Key Players in The Currency Futures Market
Broadly, there are five key players in the currency futures market. Each plays a unique role in the specific market.
- Trading Members (TM): Trading members are members of an authorized Exchange (what we know as brokers). They can trade either on their own account or on behalf of their clients who could be individuals or institutions. Each TM is assigned a unique trading member ID and a unique SEBI registration number.
- Clearing Members (CM): are members of the Clearing Corporation of the exchange (NSCCL for NSE). CMs carry out risk management and confirmation and settlement of participant trades through the trading system.
- Trading-cum-Clearing Member (TCM): can execute trades and also clear trades on their proprietary account and also on behalf of clients. TCMs can clear and settle the trades for their own account and for clients through the Clearing House.
- Professional Clearing Members (PCM): A PCM is a clearing member but not a trading member. Typically, banks and custodians (who cannot become trading members) become PCMs and clear and settle for their trading members and participants.
- Participants: are the clients of a trading member. These participants could be individuals, corporates, HUFs or even mutual funds and FPIs. Normally, participants trade through multiple trading members and settle through a single clearing member.
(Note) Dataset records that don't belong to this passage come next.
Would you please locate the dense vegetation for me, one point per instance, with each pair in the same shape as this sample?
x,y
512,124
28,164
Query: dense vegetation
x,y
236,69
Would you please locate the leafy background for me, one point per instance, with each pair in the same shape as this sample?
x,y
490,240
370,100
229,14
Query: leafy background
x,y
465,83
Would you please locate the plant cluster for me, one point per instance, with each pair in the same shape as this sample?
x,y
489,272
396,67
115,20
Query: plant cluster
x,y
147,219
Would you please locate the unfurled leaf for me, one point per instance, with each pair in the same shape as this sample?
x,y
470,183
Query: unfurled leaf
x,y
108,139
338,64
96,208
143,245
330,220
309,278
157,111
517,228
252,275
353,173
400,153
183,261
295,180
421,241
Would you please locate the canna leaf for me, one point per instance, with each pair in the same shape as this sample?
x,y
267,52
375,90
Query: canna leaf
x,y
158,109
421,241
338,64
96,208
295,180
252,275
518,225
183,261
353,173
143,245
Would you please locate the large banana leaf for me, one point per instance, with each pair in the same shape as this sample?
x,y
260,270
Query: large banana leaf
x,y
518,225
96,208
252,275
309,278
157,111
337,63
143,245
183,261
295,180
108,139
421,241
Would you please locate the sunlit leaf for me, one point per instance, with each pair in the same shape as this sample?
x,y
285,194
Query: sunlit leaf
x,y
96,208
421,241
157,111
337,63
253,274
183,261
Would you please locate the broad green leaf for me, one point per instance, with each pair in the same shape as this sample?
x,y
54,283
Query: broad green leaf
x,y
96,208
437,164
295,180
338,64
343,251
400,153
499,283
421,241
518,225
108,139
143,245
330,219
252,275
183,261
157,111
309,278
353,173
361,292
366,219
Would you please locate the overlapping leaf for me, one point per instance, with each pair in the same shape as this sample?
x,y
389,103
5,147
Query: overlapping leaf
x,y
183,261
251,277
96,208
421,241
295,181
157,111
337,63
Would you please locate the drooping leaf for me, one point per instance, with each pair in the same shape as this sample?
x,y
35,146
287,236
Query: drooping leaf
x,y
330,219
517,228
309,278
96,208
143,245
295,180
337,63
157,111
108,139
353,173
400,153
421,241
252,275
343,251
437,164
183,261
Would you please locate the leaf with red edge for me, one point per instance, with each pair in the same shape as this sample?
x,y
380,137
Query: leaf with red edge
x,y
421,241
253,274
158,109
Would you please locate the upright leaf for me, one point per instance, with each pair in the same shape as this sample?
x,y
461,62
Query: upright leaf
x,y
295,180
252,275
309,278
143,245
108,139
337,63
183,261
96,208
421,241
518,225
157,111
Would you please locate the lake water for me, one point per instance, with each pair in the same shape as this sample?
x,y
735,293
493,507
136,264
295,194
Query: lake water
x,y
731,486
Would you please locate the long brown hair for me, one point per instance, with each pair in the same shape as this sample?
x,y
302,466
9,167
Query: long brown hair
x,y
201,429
Understanding Order Types In Currency Futures Trading
Traders can place orders in currency futures based on 3 different conditions viz. (1) Time conditions (2) Price conditions and (3) Miscellaneous conditions. Let us look at sub-categories of these conditions.
- Day order: is an order that is valid only for the day on which it is entered. If the order is not executed during the day, the system cancels the order at the end of the day.
- Immediate or Cancel (IOC) order: is an order that is executed as soon as it is released into the system; failing which the order is cancelled. Partial match is possible.
Price based conditions
- Market orders: do not have a specified price and are designed to execute at the best available price. Execution is subject to liquidity. Market Orders work best in trending markets.
- Limit Orders: are designed to buy or sell a defined quantity either at or better than the price. Limit orders are the best way of protecting your trades in highly volatile markets.
- Stop-loss orders: is protection against adverse price movements in a trade. Stop-loss order gets triggered after the market price of the security reaches or crosses a threshold price. For buy trades, stop-loss orders are lower, and for sell trades, the stop-loss orders are placed higher. It restricts the loss in a worst-case scenario.
- “PRO” orders: means that the orders are entered on the trading member's own account. This is popularly referred to as proprietary trading wherein the member of the exchange trades as part of treasury operations.
- “CLI” orders: refers to the orders that the trading member enters in the system on behalf of the client. Such orders can be for retail or institutional clients and the broker has to take care of collection of margins.